15 Gerçekten sen kendini gizleyen bir Tanrı'sın, Ey İsrail'in Tanrısı, ey Kurtarıcı!
Verdadeiramente tu és o Deus que se encobre, o Deus de Israel, o Salvador.
16 Put yapanların hepsi utandırılacak, rezil olacak. Utanç içinde uzaklaşacaklar.
Envergonhar-se-ão, e também se confundirão todos: cairão juntamente na afronta os que fabricam imagens.
17 Ama İsrail RAB tarafından kurtarılacak, Sonsuza dek sürecek kurtuluşu. Çağlar boyunca utandırılmayacak, Asla rezil olmayacak.
Porém Israel é salvo pelo Senhor, por uma eterna salvação; pelo que não sereis envergonhados nem confundidos em todas as eternidades.
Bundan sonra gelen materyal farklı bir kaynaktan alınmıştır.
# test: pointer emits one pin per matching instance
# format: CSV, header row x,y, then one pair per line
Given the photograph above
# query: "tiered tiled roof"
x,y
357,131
18 Çünkü gökleri yaratan RAB, Dünyayı yaratıp biçimlendiren, pekiştiren, Üzerinde yaşanmasın diye değil, yaşansın diye Biçimlendiren RAB –Tanrı O'dur– şöyle diyor: “RAB benim, başkası yok.
Porque assim diz o Senhor que tem criado os céus, o Deus que formou a terra, e a fez; ele a confirmou, não a criou vazia, mas a formou para que fosse habitada: Eu sou o Senhor e não há outro.
19 Ben gizlide, Karanlıklar ülkesinin bir köşesinde konuşmadım. Yakup soyuna, ‘Beni olmayacak yerlerde arayın’ demedim. Doğru olanı söyleyen, adil olanı bildiren RAB benim.”
Não falei em oculto, nem em lugar algum escuro da terra: não disse à semente de Jacob: buscai-me em vão: eu sou o Senhor, que fala a justiça, e anuncío coisas retas.
20 “Ey sizler, uluslardan kaçıp kurtulanlar, Toplanıp gelin, birlikte yaklaşın! Tahtadan oyma putlar taşıyan, Kurtaramayan ilahlara yakaranlar bilgisizdir.
Congregai-vos, e vinde; chegai-vos juntos, os que escapastes das nações: nada sabem os que trazem em procissão as suas imagens de escultura, de madeira feitas, e rogam a um deus que não pode salvar.
21 Konuşun, davanızı sunun, Birbirinize danışın. Bunları çok önceden duyurup bildiren kim? Ben RAB, bildirmedim mi? Benden başka Tanrı yok, adil Tanrı ve Kurtarıcı benim. Yok benden başkası.
Anunciai, e chegai-vos, e tomai conselho todos juntos: quem fez ouvir isto desde a antiguidade? quem desde então o anunciou? porventura não sou eu, o Senhor? e não há outro Deus senão eu; Deus justo e Salvador não o há fora de mim.
22 “Ey dünyanın dört bucağındakiler, Bana dönün, kurtulursunuz. Çünkü Tanrı benim, başkası yok.
Virai-vos para mim, e sereis salvos, vós, todos os termos da terra; porque eu sou Deus, e não há outro.
23 Kendi üzerime ant içtim, Ağzımdan çıkan söz doğrudur, boşa çıkmaz: Her diz önümde çökecek, Her dil bana ant içecek.
Por mim mesmo tenho jurado, e já saiu da minha boca a palavra de justiça, e não tornará atráz: que diante de mim se dobrará todo o joelho, e por mim jurará toda a língua.
24 “Benim için şöyle diyecekler: ‘Doğruluk ve güç yalnız RAB'dedir’, İnsanlar O'na gelecek. RAB'be öfkelenenlerin hepsi utandırılacak.
De mim se dirá: deveras no Senhor há justiças e força: até ele chegarão; mas serão envergonhados todos os que se indignarem contra ele.
25 Ama bütün İsrail soyu RAB tarafından aklanacak, O'nunla övünecek.
Porém no Senhor será justificada, e se glóriará toda a semente de Israel.